Have I perhaps done something silly?

booski

Senior Member
As some of you might have seen, I've been using a bit banged SPI bus to control a DS1802.

The DS1802 can also be used by grounding push button controls.
When I use the SPI bus to change the uPot, I get an inherent click through the speakers. However, when I use the push button controls directly (using a resistor and length of wire soldered to it to ground) I get no click, and the transition is smooth.

Now, the picaxe is directly attached to the DS1802 with a RST pin, Clock pulse pin and Data pin. There are also 3k pull down resistors on the SPI pins of the DS1802 and there are 2x DS1802 being controlled.

Now the silly thing I think I've done is to have connected the picaxe to the DS1802 without any kind of a resistance between.

Any ideas?
 

booski

Senior Member
Bah, yes, indeed I had done something silly.
Well, a couple of things actually. First off, the pull down resistors on each of the pin, because there was 2 x ds1802 and 2 x resistors, they essentially become 1.5k instead of 3k, hence, noise injected into the ground. Also, one of the pull downs wasn't on the correct pin either, instead of being on the clock pin, it was on the data out pin, and just injecting further noise into it like that.
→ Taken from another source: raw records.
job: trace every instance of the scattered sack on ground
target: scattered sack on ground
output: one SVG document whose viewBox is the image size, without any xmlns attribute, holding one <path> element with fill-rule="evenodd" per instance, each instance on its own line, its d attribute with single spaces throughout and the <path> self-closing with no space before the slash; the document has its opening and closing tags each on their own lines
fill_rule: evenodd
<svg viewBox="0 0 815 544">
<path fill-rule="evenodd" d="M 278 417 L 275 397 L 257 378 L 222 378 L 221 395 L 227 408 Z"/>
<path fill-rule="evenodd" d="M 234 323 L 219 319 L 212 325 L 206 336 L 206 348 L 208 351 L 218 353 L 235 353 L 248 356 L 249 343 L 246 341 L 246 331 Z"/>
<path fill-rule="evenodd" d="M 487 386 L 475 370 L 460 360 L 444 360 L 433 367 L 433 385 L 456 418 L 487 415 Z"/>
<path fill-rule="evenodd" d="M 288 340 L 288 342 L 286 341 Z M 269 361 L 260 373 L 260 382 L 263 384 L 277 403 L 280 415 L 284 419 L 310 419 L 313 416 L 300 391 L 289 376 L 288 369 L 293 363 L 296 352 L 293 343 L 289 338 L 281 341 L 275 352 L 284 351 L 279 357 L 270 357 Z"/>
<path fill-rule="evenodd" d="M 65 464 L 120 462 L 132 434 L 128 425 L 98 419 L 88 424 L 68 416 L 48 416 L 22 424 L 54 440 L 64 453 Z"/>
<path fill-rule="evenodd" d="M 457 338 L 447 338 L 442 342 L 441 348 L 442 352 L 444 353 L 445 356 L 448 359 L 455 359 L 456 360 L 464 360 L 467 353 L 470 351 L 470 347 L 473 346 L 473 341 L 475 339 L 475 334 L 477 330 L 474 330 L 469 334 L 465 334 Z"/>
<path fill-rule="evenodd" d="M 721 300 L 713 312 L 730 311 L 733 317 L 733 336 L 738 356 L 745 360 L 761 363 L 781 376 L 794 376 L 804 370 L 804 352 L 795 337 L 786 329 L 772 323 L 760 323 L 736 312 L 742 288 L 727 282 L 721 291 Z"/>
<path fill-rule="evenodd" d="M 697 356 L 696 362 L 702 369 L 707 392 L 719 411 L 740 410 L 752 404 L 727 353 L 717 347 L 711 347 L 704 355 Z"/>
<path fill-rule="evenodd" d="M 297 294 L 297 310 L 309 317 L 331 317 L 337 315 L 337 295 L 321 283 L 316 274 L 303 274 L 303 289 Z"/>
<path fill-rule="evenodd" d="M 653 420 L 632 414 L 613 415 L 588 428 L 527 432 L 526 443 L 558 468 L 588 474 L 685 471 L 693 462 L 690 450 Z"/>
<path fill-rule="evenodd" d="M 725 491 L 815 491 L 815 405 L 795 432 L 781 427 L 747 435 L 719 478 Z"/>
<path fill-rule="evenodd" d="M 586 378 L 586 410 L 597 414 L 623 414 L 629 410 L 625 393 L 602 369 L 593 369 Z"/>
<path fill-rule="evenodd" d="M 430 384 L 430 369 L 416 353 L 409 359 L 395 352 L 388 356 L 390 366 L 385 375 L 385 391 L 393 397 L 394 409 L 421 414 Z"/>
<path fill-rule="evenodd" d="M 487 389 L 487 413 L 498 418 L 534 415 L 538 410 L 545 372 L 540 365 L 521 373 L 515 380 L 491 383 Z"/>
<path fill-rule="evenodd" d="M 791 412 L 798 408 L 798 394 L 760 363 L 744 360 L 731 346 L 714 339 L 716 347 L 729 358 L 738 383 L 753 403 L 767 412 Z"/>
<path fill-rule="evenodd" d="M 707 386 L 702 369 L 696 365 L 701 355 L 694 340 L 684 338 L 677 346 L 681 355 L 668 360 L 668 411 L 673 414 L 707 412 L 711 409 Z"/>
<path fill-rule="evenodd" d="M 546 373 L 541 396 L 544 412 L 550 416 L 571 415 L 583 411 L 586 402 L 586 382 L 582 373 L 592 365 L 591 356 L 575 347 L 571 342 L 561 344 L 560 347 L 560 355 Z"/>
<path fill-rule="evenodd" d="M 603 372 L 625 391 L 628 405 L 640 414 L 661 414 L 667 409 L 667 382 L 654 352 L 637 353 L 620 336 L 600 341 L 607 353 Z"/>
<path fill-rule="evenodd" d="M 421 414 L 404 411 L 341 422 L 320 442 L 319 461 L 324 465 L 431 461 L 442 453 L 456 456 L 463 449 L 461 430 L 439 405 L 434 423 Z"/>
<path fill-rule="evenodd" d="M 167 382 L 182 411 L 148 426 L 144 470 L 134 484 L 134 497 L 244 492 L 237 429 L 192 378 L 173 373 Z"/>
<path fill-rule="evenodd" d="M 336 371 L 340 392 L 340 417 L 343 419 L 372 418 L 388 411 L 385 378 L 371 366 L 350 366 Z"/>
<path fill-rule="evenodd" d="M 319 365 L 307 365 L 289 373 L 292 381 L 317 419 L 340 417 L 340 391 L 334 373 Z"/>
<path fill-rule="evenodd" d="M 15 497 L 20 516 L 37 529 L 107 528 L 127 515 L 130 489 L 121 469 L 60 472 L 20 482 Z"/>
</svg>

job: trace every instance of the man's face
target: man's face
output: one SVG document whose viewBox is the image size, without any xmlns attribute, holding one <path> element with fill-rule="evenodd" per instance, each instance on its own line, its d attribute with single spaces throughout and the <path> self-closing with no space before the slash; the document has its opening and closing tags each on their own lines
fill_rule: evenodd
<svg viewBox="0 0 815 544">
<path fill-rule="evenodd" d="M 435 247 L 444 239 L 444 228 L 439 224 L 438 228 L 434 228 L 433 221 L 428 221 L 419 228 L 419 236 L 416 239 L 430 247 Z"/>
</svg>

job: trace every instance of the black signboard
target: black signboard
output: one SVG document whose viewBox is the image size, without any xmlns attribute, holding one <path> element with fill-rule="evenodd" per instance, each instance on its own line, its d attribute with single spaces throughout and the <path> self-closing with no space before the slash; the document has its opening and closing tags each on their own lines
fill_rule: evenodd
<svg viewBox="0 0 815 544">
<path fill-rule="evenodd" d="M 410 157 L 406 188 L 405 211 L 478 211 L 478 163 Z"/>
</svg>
So there are no longer pull downs on it and the noise has decreased considerably to a 'just audible' level. However, perfectly quiet would be nice so the question still remains, resistance between the picaxr and DS1802 or not?
 

hippy

Ex-Staff (retired)
There shouldn't be any need for pull-ups nor pull-downs on an SPI bus; they are driven to hard logic highs and low by the PICAXE. As to a resistor in series on each line that shouldn't be necessary but perhaps the best way is to try it. A lot will depend upon the nature of the noise, where the click is coming from or being induced.

You could try disconnecting one DS1802 from the audio and the other from the SPI bus - Does sending SPI cause a click on the channel still connected ? If so then it's pick-up or an induced click somewhere.

On what the circuit is built, how digital and analogue grounds are connected, plus how the power rail is regulated and decoupled, length of tracks or wires, can all affect an audio signal. Best thing is to put a scope on the audio to see the click and look at the grounds, power rails and other signals when that occurs.

Test the circuit with the download cable removed, particularly if an AXE026 RS232 cable, so there's no odd earth loops or anything pulling at grounds and ideally test with batteries.